Es begab sich ...:Ein Spiegel der Persönlichkeit

Lesezeit: 1 Min.

Bereits im Alter von 17 Jahren entdeckte Claudia Caspers die Grafologie für sich. (Foto: Alessandra Schellnegger)

Die Grafologin Claudia Caspers ist eine moderne Schriftgelehrte

Von Andrea Schlaier

"Und ließ versammeln alle Hohenpriester und Schriftgelehrten unter dem Volk und erforschte von ihnen, wo Christus sollte geboren werden."

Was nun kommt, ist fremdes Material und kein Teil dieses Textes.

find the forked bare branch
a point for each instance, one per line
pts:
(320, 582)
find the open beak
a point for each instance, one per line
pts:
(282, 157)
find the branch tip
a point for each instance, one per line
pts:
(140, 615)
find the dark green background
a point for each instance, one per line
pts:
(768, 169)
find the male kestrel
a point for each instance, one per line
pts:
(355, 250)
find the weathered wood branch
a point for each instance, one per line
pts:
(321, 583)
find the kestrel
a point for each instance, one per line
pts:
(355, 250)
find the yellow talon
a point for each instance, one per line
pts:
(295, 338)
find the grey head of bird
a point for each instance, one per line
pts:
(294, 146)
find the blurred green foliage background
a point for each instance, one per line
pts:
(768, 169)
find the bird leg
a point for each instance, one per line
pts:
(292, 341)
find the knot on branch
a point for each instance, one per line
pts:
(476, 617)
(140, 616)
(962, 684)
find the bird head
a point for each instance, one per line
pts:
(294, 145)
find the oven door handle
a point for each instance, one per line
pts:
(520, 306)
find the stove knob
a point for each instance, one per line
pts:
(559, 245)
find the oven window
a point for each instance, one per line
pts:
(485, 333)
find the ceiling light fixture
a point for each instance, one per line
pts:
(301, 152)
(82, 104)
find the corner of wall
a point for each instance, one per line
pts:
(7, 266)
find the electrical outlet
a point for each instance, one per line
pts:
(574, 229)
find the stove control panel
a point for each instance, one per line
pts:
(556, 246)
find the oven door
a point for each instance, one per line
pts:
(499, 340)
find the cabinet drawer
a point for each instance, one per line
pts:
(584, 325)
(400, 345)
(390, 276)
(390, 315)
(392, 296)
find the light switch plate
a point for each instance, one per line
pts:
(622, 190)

Wie wahr die beiden Weihnachtsevangelien sind, vermag auch Claudia Caspers nicht zu beurteilen. Aber über die persönliche Motivation der Evangelisten Lukas und Matthäus, die Umstände von Christi Geburt niederzuschreiben, darüber könnte die 40-Jährige eine ernst zu nehmende Analyse abgeben - nicht als Schriftgelehrte in biblischem Sinne. Caspers versteht sich auf die Kunst der Grafologie, die Untersuchung von Handschriften als Spiegel der Persönlichkeit. Hätte sie also die Weihnachtsgeschichten handschriftlich verfasst vor sich liegen, sie könnte womöglich das Wesen von Lukas und Matthäus beleuchten. Das funktioniere im Prinzip auch dann, wenn das Schriftgut in einer fremden Sprache verfasst sei. "Man muss aber ein bisschen vertraut mit der Schrift sein und die Schulvorlage kennen, um zu sehen, wie die Handschrift davon abweicht." Herausfiltern ließe sich etwa die Motivation, warum die Texte verfasst wurden. "Es könnte um Orientierung und Sicherheit gehen. So eine Geschichte soll ja ein lebensstrukturierendes Element sein für die Gläubigen, und das gibt eine Art von Sicherheit." Menschen mit ausgeprägtem Sicherheitsbedürfnis hätten eine sehr formbetonte Handschrift.

Caspers hat die Grafologie mit 17 Jahren für sich entdeckt und nach dem Philosophie-Studium eine Grafologen-Ausbildung draufgesattelt. Heute leitet die Münchnerin zwei Unternehmen und berät Betriebe wie Privatleute in Sachen Handschrift. Aus dieser ließen sich etwa geistige Fähigkeiten ablesen, die Kontaktfähigkeit oder die Widersprüche einer Person. "Man sieht Strukturen, abstrakt, nicht lebendig. Es gehört wie bei jedem Psychodiagnostikum aber auch der Mensch selbst dazu."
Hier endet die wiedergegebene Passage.